The notes, which carry no regular interest, are being offered to qualified institutional buyers under Rule 144A of the Securities Act. The company expects the sale to close Sept. 30, subject to customary conditions. Purchasers have a 13-day option to buy up to an additional $200 million of notes.
Cipher Mining Terms of the Notes
The notes will be unsecured obligations of Cipher and will mature Oct. 1, 2031, unless converted, redeemed or repurchased earlier. Before July 2031, conversion is limited to specific conditions; afterwards, the notes may be converted at any time up to two days before maturity.
Cipher may choose to settle conversions in cash, stock, or a combination of both, subject to shareholder approval to increase authorised shares. The initial conversion rate is set at 62.3733 shares per $1,000 principal, equal to a price of about $16.03 per share — a 37.5% premium over Wednesday’s closing price of $11.66.
The company can redeem the notes for cash starting in October 2028 if its stock trades at more than 130% of the conversion price for a set period. If a “fundamental change” such as a merger occurs, investors can require Cipher to repurchase the notes for cash. A separate investor option in October 2029 allows holders to demand repurchase at face value.
Proceeds and Planned Use
Cipher expects net proceeds of about $1.08 billion, or $1.27 billion if the overallotment option is exercised, after deducting fees and expenses. Roughly $70 million will fund capped call transactions intended to limit the potential dilution of its stock.

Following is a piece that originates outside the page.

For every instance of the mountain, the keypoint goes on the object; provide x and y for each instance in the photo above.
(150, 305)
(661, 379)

The remainder will support construction of the Barber Lake data centre, expansion of high-performance computing projects across its 2.4-gigawatt pipeline, and other corporate purposes, the company said.
Market Impact
In connection with the capped call agreements, counterparties are expected to engage in hedging activities, including trading Cipher’s stock or related derivatives. Such transactions could influence the share price during the life of the notes and particularly around conversion or redemption periods.
The capped call transactions carry an initial cap price of $23.32 per share, double the most recent closing price. These arrangements are designed to reduce dilution if noteholders convert their securities.
The offering and any shares issuable upon conversion are not registered under the Securities Act and may only be sold under applicable exemptions. Cipher emphasized that the announcement does not constitute an offer to sell or solicitation to buy the securities in jurisdictions where such actions would be unlawful.